The Effect of Coronary Revascularization on New-Onset Complete Atrioventricular Block Due to Acute Coronary Syndrome
Background: Coronary artery disease is one of the most common causes of complete atrioventricular block (AVB) in adults. In this study, we evaluated whether prompt revascularization of the coronary artery occlusion can ameliorate new-onset complete AVB due to acute coronary syndrome (ACS).
Methods: Five patients (4 men and 1 woman) with a mean age of 69.8 ± 7.1 years with diagnosed new-onset complete AVB and proven coronary artery disease were enrolled in the study. At the time of AVB diagnosis, 3 of the patients had acute myocardial infarction, and the other 2 patients had unstable angina pectoris. All patients underwent complete coronary bypass surgery after the diagnosis of complete AVB. A patient who underwent 2 coronary bypasses also underwent aortic valve replacement.

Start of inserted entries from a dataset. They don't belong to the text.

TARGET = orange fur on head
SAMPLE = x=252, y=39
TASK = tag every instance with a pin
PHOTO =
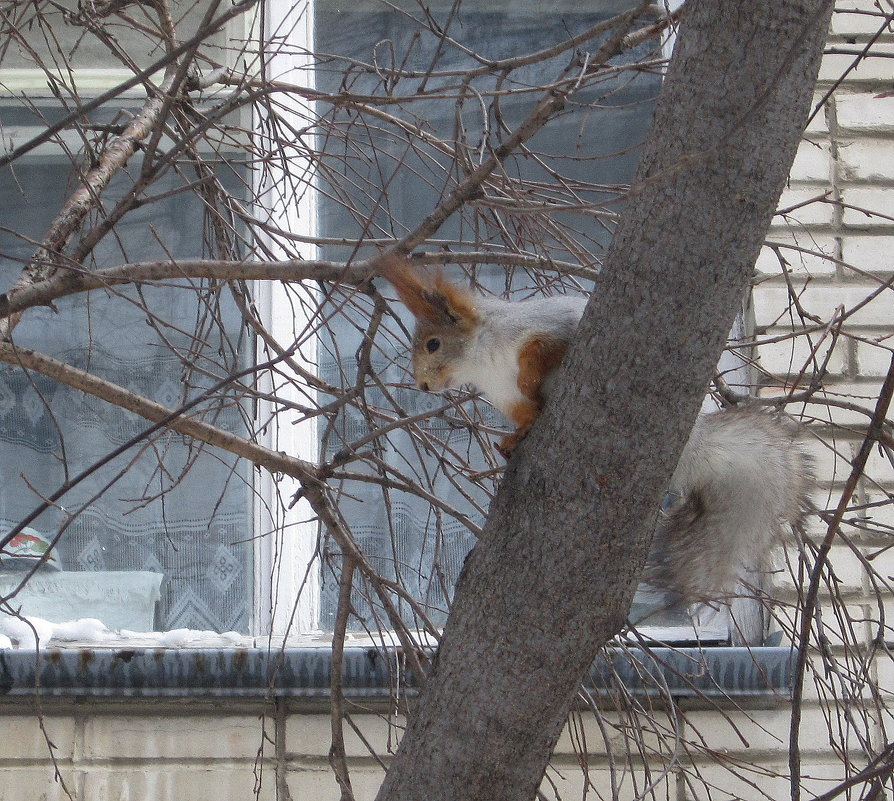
x=431, y=298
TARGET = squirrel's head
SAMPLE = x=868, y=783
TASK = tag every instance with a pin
x=445, y=321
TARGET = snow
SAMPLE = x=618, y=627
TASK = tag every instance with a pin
x=27, y=633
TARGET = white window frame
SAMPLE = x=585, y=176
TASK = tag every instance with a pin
x=286, y=582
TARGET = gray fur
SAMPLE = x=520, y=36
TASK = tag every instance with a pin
x=741, y=483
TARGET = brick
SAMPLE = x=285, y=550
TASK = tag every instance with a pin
x=790, y=357
x=868, y=159
x=876, y=69
x=857, y=25
x=880, y=469
x=810, y=257
x=814, y=212
x=867, y=207
x=199, y=736
x=881, y=514
x=845, y=564
x=821, y=299
x=869, y=253
x=864, y=111
x=812, y=162
x=817, y=122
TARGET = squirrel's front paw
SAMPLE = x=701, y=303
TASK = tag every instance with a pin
x=506, y=446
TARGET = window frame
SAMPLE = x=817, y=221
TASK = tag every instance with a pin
x=286, y=597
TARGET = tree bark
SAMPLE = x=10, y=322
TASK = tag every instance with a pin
x=554, y=573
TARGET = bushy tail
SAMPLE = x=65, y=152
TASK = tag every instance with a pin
x=741, y=484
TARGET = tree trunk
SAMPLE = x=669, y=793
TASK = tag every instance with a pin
x=567, y=535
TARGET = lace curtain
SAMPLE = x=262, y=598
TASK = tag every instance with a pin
x=406, y=538
x=170, y=507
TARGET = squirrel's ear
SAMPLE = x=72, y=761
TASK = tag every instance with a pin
x=434, y=300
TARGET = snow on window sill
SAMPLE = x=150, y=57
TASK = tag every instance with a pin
x=368, y=672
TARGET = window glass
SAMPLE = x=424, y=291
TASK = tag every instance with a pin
x=376, y=185
x=167, y=515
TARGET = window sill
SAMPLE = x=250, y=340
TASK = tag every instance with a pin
x=303, y=672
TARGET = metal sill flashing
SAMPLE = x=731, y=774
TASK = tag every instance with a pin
x=304, y=672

Results: No mortality was observed in the study group. All but one of the patients converted back to sinus rhythm after a mean interval of 30 ± 13.6 hours following revascularization procedures. Complete AVB persisted in 1 patient, and a permanent pacemaker was implanted. All patients were discharged uneventfully. The mean hospital stay was 11.4 ± 4.5 days. All patients are still being followed up after surgery; at a mean follow-up of 27.4 ± 0.9 months, there have been no further problems.
Conclusion: Coronary revascularization may ameliorate ACS-related new-onset complete AVB with an acceptable rate of successful reversion to sinus rhythm. An especially appropriate time for surgery, complete coronary revascularization, and management of myocardial protection during surgery might improve the results of coronary bypass procedures in these patients.